Zaccheroni on the verge of Asian Cup glory with Japan
A year ago this weekend, Alberto Zaccheroni was preparing for his first match in charge of Juventus.
He had been told he was no more than the caretaker, a seasoned warrior whose brief was to give some stability to a vessel that had lost its bearings under a younger navigator, Ciro Ferrera, and to guide the ship into something like an acceptable harbour by the end of the season.
He took Juve to a place in the Europa League for 2010/11, which was a little short of what optimistic directors of the club had hoped for, and certainly insufficient to gain him a longer stay at Serie A's most decorated club.
He had turned 57 in his four-month stint at Juve, and it looked as if his likeliest next step would be return to the media analyses he had been doing with distinction in other periods when he was without a club.
Other Italian teams would probably have been in touch with him to play fireman, to guide them out of a crisis, but the fact that Zac, as he is usually known in Italy, has now served at the helm of each of Italy's Big Three - he has coached AC Milan and Inter Milan as well as Juve - meant that his horizons would be set more at the level of Lazio, Torino or Udinese, all of whom he coached before.
Zaccheroni has been around the block in his native country. When the Juve opportunity came his way, he said something about not wanting to go abroad because of the esteem in which he held Italian football.
Evidently he had softened his opinion when, last August, the Japanese Football Association invited him to take over a national team for the first time in his long, distinguished career.
What they got was a man with a scudetto gleaming out of his CV - the 1999 Italian title, won with Milan - and a reputation for tactical rigour. As a younger coach, Zaccheroni was identified with three-at-the-back, typically in a 3-4-3 formation. When successful, as he was with Udinese and on arrival at Milan, he would be praised for the strategy; when it failed, he would be deemed too dogmatic. These ups and downs are part of the vocation.
But he seemed in some ways an unlikely candidate for a long voyage overseas, even if many of his contemporaries from Serie A's coaching circle have in recent years chosen to work abroad: at his first major tournament as an international manager, Zaccheroni has already gone two stages better - by reaching the Asian Cup final - than Sven-Goran Eriksson, late of Sampdoria, Fiorentina, Roma and Lazio, or Fabio Capello, the former Milan and Juventus coach, managed with the England team.

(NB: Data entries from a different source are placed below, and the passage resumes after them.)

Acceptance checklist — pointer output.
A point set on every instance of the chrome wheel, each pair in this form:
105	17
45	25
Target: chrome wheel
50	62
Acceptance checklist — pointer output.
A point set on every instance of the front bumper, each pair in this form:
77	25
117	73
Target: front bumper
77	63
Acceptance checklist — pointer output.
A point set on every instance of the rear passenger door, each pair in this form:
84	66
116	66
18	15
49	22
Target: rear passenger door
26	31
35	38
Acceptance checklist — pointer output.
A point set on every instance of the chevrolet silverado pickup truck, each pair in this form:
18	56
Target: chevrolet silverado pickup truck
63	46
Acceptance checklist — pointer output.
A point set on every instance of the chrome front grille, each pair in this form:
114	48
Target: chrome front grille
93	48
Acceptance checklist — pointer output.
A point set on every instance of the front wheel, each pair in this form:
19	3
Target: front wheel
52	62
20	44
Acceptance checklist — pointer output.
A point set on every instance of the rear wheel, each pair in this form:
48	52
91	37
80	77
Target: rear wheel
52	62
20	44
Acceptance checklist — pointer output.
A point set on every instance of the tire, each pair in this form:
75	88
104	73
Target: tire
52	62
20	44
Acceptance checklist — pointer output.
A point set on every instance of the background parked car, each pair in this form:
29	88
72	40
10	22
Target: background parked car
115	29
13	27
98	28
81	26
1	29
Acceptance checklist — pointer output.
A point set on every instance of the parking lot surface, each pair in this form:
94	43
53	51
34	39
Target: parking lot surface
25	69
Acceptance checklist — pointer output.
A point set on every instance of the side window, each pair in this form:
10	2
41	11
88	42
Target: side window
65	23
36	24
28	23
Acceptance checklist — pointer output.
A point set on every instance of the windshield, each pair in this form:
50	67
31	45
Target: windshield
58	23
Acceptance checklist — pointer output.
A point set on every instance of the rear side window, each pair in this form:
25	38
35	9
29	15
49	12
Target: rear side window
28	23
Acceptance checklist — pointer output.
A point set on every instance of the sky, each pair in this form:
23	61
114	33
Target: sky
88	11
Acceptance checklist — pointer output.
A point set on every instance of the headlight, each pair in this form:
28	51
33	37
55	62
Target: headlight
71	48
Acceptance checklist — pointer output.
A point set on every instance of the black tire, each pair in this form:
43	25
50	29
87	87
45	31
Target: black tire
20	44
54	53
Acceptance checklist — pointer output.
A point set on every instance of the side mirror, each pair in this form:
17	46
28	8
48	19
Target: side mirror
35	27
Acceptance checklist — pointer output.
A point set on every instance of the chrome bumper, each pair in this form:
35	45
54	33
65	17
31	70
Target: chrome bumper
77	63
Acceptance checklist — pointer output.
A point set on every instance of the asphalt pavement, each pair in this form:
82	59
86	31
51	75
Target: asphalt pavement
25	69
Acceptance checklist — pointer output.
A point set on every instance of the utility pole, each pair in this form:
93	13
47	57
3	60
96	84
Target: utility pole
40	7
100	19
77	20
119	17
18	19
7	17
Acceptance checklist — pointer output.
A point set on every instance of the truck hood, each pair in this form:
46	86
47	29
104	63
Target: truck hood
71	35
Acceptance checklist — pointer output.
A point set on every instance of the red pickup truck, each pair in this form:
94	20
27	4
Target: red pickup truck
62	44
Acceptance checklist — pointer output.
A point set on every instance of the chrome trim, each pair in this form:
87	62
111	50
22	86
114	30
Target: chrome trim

Should Japan beat Australia in the Asian Cup final today, he will match Carlo Ancelotti, who won the first major trophy available, the Premier League, with Chelsea, and Luciano Spalletti, who won the Russian league with Zenit St Petersburg 11 months after taking charge.
Zaccheroni has told compatriots how refreshed he feels by the positive environment he has come to. "I love working with Japanese players," he remarked to Italian reporters.
"They are polite, well-behaved and respectful. When I explain a move to them they practice it without making a fuss, which is very different from the objections you always hear with Italian footballers. At the moment I am a very happy coach."
And just in case any of that sounded like an embittered dig against the last set of players with whom Zaccheroni worked in Italy, it should be reported that his success in Qatar has been warmly appreciated by the senior footballers of Juventus.
"I have had lots of text messages from back home," he revealed. Among the senders: the Juventus captain, Alessandro Del Piero, and the goalkeeper at Juve, Gigi Buffon.
The more Juventus' form continues to frustrate a year after Zaccheroni was called in to mount a rescue, and seven months after he left, the less he can be called to account for failing to play the perfect fireman while he was there.